Image: Social Platform’s President Jana Hainsworth hands over the contribution of the high-level multi-stakeholder platform on the Sustainable Development Goals to First Vice-President Frans Timmermans.
On 11 October, the EU Commission’s high-level multi-stakeholder platform on the UN Sustainable Development Goals (SDGs) adopted the contribution to the forthcoming Commission Reflection Paper “Towards a Sustainable Europe by 2030”. Starting from a targeted consultation on the long-term implementation of the SDGs and the Paris agreement on climate change in February 2018, a drafting team from the platform’s management committee was appointed to write the contribution based on inputs by a wide range of platform representatives from the public sector, civil society and the private sector. The final consensus and joint endorsement of the contribution by all members of the platform is a strong signal for Europe to swiftly move forward on implementing the SDGs.
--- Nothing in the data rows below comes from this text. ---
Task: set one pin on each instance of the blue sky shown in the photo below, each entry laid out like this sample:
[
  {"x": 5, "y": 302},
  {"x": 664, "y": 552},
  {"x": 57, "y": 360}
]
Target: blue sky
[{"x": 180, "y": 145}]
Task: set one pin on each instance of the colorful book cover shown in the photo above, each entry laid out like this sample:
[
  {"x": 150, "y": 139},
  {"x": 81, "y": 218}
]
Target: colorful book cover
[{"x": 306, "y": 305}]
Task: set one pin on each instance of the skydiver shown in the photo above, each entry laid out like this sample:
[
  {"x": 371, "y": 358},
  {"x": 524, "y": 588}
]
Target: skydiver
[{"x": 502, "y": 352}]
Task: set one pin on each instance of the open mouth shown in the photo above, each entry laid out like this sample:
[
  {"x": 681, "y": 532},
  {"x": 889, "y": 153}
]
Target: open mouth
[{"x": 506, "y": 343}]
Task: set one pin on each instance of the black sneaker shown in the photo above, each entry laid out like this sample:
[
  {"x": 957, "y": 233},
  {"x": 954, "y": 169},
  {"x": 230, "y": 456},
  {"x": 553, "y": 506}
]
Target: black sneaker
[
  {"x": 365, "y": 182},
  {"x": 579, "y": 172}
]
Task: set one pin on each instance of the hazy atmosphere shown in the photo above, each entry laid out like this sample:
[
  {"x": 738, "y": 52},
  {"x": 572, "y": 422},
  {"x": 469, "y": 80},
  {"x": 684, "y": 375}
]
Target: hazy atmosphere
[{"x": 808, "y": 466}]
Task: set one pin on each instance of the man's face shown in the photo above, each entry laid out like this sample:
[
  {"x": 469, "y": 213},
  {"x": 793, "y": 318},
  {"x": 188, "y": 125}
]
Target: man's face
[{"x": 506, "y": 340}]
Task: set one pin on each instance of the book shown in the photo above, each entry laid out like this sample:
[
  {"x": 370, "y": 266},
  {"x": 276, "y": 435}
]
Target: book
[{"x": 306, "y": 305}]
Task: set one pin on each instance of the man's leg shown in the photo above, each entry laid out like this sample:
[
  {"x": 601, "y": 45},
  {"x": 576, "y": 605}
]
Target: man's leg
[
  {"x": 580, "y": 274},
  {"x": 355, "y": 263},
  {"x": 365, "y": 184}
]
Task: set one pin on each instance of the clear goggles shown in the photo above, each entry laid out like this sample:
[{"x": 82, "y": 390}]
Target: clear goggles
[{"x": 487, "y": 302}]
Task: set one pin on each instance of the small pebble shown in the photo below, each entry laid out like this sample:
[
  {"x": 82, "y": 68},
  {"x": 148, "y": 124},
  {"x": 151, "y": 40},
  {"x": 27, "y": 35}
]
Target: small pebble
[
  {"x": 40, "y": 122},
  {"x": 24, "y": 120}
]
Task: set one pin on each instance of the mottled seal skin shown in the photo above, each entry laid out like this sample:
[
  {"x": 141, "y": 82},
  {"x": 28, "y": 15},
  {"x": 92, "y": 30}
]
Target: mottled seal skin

Social Platform, along with Concord, Committee of the Regions, CSR Europe and the European Environmental Bureau, was member of the core drafting team. Considering the different background, expertise and interests of the multi-stakeholder platform members, a common trajectory for sustainable development had to be developed in several steps, accompanied by three rounds of consultation with all members as well as bi-lateral negotiations with some of them in a continued effort to achieve a compromised text. The outcome presents, inter alia, recommendations on a Sustainable Europe 2030 strategy to guide all EU policies and programmes, fundamental principles to enable a just and fair transition, the mainstreaming of SDGs in key governance mechanisms such as the European Semester cycle, and recommendations on key EU policy areas which encompass social, economic, environmental and governance dimensions of sustainable development in a synergistic manner.
You can find an infographic summary of the report here and the full report here
As stated in the foreword to the contribution by First-Vice President Timmermans and Vice-President Katainen, the report is not an end in itself, but part of a collaborative process in building a sustainable future for Europe. Hence it will be crucial to build on this broad dialogue while planning the future of work of the multi-stakeholder platform, which also includes three members of the Social Platform: the European Public Health Alliance (EPHA), COFACE Families Europe and the European Youth Forum. With respect to next year’s political agenda, this work is a key element in the debate on the Future of Europe and will be presented together with the European Commission’s reflection paper (due to come out early 2019) to European leaders at the Sibiu Summit in May 2019. It should also provide a guiding compass on the SDGs in the run up to the European elections, while informing EU’S post-2020 political priorities (including in the remaining multi-annual financial framework negotiations) as well as the 2019 High-level Political Forum (HLPF) at the United Nations in New York.
Image: All participants of the meeting with Frans Timmermans, First Vice-President of the European Commission.